Discussion. Despite the proposed method improves the performance of the classification model in the target domain via self-supervised training, there still remains some research worth exploring for enhancing the performance. For example, in this paper, we directly trained and validated the source classification model on the source domain. However, it may be a better option to initialize the source classification model by a model pre-trained on large scale nature image datasets such as ImageNet. Besides, the backbone used in this paper is VGG for the convenience of building the reconstruction VAE model.

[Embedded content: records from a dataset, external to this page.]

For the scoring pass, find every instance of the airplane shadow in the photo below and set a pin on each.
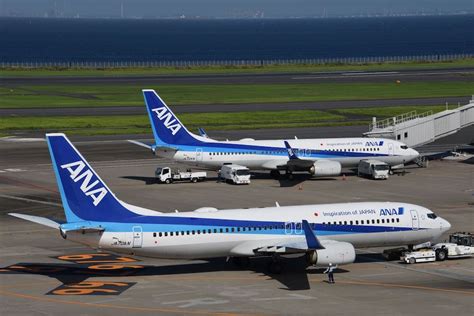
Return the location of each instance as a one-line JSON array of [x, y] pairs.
[[293, 278]]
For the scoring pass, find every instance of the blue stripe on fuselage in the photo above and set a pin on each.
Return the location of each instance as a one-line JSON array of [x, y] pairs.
[[273, 151], [177, 224]]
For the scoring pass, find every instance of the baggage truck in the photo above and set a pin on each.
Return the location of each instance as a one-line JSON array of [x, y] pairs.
[[235, 174], [168, 175], [373, 169]]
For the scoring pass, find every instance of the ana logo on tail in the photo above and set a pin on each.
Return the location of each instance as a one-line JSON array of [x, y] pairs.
[[169, 121], [75, 171]]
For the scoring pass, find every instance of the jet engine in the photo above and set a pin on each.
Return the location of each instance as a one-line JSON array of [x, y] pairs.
[[335, 252], [325, 168]]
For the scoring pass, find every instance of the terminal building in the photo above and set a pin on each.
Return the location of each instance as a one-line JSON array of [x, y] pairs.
[[420, 130]]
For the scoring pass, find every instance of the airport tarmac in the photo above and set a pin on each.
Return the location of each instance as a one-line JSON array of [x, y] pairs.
[[229, 108], [447, 74], [41, 273]]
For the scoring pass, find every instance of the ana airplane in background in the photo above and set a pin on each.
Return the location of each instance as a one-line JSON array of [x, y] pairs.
[[326, 233], [319, 156]]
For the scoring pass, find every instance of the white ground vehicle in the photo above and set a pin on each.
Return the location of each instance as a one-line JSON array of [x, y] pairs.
[[460, 245], [236, 174], [422, 255], [167, 175], [374, 169]]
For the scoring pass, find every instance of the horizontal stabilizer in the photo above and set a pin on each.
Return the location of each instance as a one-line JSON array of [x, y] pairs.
[[36, 219], [136, 142], [84, 227]]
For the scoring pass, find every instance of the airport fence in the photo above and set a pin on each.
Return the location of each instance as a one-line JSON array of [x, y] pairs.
[[229, 63]]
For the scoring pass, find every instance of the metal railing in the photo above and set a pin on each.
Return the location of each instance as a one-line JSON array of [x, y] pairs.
[[106, 63], [399, 119]]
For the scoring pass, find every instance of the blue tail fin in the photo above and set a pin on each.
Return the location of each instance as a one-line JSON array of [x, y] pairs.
[[167, 128], [84, 195]]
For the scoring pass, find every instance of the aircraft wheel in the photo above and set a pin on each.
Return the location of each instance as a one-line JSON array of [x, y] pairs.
[[441, 254], [275, 267], [275, 174], [241, 262]]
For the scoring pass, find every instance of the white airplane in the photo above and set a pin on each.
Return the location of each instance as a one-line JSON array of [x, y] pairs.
[[318, 156], [326, 233]]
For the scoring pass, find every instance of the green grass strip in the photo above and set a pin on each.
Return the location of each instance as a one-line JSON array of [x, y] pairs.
[[385, 66], [130, 95]]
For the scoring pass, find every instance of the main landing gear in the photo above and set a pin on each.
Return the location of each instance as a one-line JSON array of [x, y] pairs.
[[275, 174], [275, 266]]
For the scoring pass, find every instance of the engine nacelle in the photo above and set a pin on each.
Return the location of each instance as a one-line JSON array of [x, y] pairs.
[[325, 168], [62, 233], [335, 253]]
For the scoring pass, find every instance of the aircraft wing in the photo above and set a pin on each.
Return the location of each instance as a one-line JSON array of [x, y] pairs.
[[285, 245], [295, 163], [162, 151]]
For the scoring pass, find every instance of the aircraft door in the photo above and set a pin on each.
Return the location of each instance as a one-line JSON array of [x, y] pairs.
[[137, 236], [288, 228], [415, 221], [390, 149], [198, 154]]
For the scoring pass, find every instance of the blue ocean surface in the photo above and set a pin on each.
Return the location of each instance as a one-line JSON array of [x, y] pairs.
[[36, 39]]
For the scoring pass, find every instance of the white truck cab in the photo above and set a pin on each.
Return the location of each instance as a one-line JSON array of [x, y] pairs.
[[236, 174], [167, 175], [374, 169]]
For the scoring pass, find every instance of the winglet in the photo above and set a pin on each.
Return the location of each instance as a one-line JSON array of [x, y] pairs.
[[202, 132], [311, 239], [291, 151]]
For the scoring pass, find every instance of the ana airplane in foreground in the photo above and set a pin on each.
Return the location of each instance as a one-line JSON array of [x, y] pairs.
[[320, 157], [326, 233]]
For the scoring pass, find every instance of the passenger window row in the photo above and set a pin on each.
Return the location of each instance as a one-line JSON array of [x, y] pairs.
[[364, 222], [273, 152], [356, 149], [218, 230], [290, 226]]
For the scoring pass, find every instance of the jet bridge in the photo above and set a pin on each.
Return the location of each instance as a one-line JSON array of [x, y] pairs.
[[418, 129]]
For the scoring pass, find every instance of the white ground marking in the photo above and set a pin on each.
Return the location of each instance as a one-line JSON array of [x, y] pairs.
[[14, 170], [29, 200]]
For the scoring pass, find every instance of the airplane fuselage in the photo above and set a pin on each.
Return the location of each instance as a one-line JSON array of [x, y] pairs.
[[268, 154], [212, 233]]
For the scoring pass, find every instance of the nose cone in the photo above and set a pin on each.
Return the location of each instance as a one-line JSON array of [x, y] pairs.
[[445, 225], [415, 154]]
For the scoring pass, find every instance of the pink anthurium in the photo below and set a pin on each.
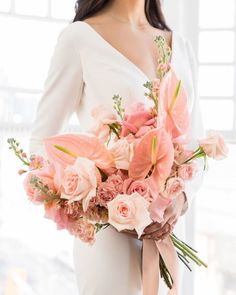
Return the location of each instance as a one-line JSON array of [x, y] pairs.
[[64, 149], [173, 111], [154, 154]]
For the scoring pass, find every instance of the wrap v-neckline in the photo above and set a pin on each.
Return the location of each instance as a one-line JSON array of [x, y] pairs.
[[126, 59]]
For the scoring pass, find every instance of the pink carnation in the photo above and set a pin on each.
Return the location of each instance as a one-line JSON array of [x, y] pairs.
[[174, 186], [37, 162], [214, 145], [109, 189], [130, 186]]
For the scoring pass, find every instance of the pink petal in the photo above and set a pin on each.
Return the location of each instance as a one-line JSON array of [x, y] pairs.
[[158, 207], [82, 145], [176, 116], [142, 159]]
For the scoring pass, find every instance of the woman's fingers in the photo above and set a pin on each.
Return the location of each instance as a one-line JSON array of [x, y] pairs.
[[158, 233], [153, 227]]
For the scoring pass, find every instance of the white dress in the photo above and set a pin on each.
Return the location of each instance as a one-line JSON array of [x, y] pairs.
[[86, 71]]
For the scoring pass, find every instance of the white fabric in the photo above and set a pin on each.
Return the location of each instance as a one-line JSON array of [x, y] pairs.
[[86, 71]]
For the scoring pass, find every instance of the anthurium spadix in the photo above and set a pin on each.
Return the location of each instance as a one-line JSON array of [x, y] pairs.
[[153, 157], [64, 149], [173, 111]]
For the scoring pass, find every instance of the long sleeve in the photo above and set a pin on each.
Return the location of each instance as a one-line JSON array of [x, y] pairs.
[[62, 92], [196, 131]]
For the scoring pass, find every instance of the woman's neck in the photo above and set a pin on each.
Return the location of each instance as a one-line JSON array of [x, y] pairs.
[[130, 11]]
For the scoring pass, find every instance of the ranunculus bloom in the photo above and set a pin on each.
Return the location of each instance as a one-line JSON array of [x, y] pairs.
[[181, 154], [121, 152], [55, 211], [174, 186], [214, 145], [44, 175], [37, 162], [79, 181], [158, 206], [187, 171], [129, 212], [102, 116], [109, 189], [84, 230], [138, 121], [130, 186]]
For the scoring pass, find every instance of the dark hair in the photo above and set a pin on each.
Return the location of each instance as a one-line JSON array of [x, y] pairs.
[[153, 11]]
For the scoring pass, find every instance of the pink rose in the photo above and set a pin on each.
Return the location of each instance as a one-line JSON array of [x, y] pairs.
[[121, 151], [129, 212], [79, 181], [44, 175], [97, 214], [187, 171], [138, 121], [139, 186], [214, 146], [174, 186], [109, 189]]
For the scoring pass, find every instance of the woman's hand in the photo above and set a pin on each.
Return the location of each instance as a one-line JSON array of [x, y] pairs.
[[160, 231]]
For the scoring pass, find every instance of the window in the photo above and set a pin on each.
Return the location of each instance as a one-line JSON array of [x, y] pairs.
[[28, 30], [217, 64], [215, 215]]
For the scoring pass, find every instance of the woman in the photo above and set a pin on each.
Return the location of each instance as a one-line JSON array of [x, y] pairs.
[[110, 49]]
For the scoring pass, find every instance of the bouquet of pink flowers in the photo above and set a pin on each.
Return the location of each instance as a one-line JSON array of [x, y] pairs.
[[127, 170]]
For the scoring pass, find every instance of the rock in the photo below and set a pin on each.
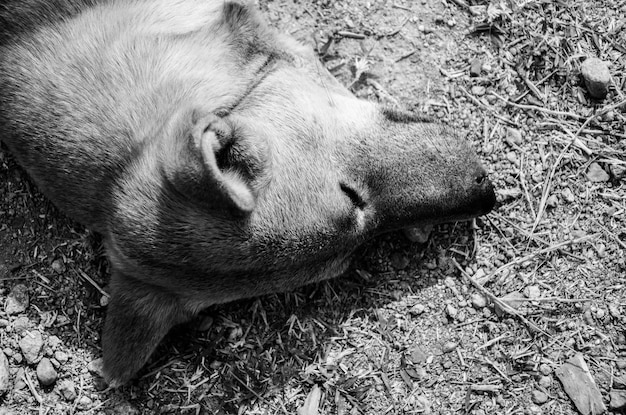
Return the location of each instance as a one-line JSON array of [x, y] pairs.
[[84, 403], [418, 234], [597, 77], [597, 174], [476, 67], [5, 378], [95, 367], [545, 369], [20, 324], [31, 345], [580, 386], [54, 342], [449, 347], [532, 292], [478, 90], [513, 137], [58, 266], [451, 311], [19, 380], [67, 390], [478, 301], [45, 372], [399, 261], [61, 357], [125, 408], [17, 300], [539, 397], [618, 400]]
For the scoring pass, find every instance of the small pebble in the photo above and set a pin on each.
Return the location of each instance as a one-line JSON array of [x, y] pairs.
[[95, 367], [618, 400], [545, 369], [45, 372], [513, 137], [449, 347], [478, 301], [478, 90], [417, 309], [5, 382], [17, 300], [476, 66], [68, 390], [597, 77], [61, 357], [31, 345], [19, 380], [451, 311], [399, 261], [84, 402], [568, 195], [539, 397], [614, 310], [620, 382], [205, 323], [545, 381], [552, 201], [418, 234], [58, 266]]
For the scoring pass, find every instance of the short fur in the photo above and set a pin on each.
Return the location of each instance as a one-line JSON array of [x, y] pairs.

In the future, it can also be replaced by other state-of-the-art backbone such as Inception [18] or SENet [6]. Last but not least, the features adapted by SATL framework in the target domain need to be explore and compare with that before SATL. Further improvement in glaucoma diagnosis may be achieved by learning features which can better represent ONH traits.

Fig. 2.
figure 2

ROC curves of the models evaluated in all four domain adaptation directions.

5 Conclusion

In this paper, we present a self-adaptive transfer learning (SATL) strategy to fill the domain gap between multicenter datasets and perform the evaluation in glaucoma classification based on three fundus retina image datasets. Specifically, a reconstruction model is trained using only target domain unlabeled images. The encoder of this reconstruction model is initialized from a pre-trained source classification model and self-adapted in the target domain. Experimental results demonstrate that the proposed SATL strategy enhances the classification performance in the target domain and outperforms another state-of-the-art domain adaptation method which even utilizes source domain images for training, as well. In the near future, more efforts will be devoted to exploring how to furthermore lifting the performance of the self-supervised domain adaptation method via designing new reconstruction losses. Moreover, we will extend this strategy to other medical image analysis problems.